The U.S. Food and Drug Administration is reminding the public that stolen vials of the long-acting insulin Levemir made by Novo Nordisk Inc. still may be on the market.

Evidence gathered to date suggests that the stolen insulin was not stored and handled properly and may be dangerous for people to use. The FDA has received multiple reports of patients who suffered an adverse event due to poor control of glucose levels after using a vial from one of the stolen lots.

When the FDA first alerted the public to the theft in June, it reported that three lots of Levemir totaling 129,000 vials had been stolen in North Carolina. So far only about 2 percent of the total amount stolen has been recovered.


The FDA continues to aggressively investigate this matter and is asking for the public's help in reporting any information regarding these vials to the FDA's Office of Criminal Investigations (OCI) by calling 800-551-3989 or by visiting the OCI Web site.

The agency is advising patients who use Levemir insulin to:

1. Check your personal supply of insulin to determine if you have Levemir insulin from one of the following lots: XZF0036; XZF0037; XZF0038. You can locate the lot number on the side of the box of insulin and also on the side of the vial.

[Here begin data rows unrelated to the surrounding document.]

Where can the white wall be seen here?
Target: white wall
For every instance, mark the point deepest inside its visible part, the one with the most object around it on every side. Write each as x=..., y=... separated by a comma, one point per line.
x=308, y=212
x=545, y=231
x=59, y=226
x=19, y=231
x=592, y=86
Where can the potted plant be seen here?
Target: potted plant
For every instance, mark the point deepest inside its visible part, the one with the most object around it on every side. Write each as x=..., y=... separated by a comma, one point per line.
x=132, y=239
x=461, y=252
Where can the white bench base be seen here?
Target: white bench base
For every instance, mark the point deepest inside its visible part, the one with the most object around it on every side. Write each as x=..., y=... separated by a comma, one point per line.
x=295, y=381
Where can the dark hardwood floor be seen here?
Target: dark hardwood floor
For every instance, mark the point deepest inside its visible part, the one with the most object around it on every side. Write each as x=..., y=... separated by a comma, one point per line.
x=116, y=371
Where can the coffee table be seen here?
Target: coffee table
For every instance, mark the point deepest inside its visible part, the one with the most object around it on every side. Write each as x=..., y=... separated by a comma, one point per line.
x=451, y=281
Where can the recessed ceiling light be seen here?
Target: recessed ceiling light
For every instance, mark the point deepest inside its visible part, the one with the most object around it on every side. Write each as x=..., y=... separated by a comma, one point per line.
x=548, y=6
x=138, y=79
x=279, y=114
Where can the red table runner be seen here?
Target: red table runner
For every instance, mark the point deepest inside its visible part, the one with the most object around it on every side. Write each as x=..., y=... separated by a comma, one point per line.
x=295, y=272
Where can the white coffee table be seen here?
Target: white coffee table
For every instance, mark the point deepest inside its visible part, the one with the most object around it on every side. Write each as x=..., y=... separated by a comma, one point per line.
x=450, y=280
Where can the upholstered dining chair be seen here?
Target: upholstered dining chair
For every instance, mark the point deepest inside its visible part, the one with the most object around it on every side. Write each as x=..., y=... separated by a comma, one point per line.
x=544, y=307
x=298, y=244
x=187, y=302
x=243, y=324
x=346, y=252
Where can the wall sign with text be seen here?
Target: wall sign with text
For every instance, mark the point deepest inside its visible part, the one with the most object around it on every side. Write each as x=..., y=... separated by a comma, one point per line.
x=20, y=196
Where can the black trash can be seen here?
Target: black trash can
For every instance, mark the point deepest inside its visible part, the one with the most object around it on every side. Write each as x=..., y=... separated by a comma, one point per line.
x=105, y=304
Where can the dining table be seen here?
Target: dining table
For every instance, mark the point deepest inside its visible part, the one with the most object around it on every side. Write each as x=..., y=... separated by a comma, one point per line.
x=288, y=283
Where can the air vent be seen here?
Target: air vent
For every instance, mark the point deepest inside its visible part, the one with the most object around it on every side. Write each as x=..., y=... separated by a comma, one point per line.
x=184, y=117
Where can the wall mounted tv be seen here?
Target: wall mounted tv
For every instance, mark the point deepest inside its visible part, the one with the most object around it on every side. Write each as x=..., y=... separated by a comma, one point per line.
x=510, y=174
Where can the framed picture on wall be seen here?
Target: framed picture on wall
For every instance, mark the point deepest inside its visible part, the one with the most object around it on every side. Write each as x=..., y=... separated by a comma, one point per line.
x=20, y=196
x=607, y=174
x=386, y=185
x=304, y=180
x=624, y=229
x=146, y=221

2. Do not use your Levemir insulin if it is from one of these lots.
Replace it with a vial of Levemir insulin from another lot. If you must switch to another brand of insulin for any reason, first contact your health care provider because another insulin product may require adjustments in dosing.

3. Always look at your insulin carefully before using it. Levemir is a clear and colorless solution.

Updating this story, as much of the improperly kept stolen Levemir still may be available on the market.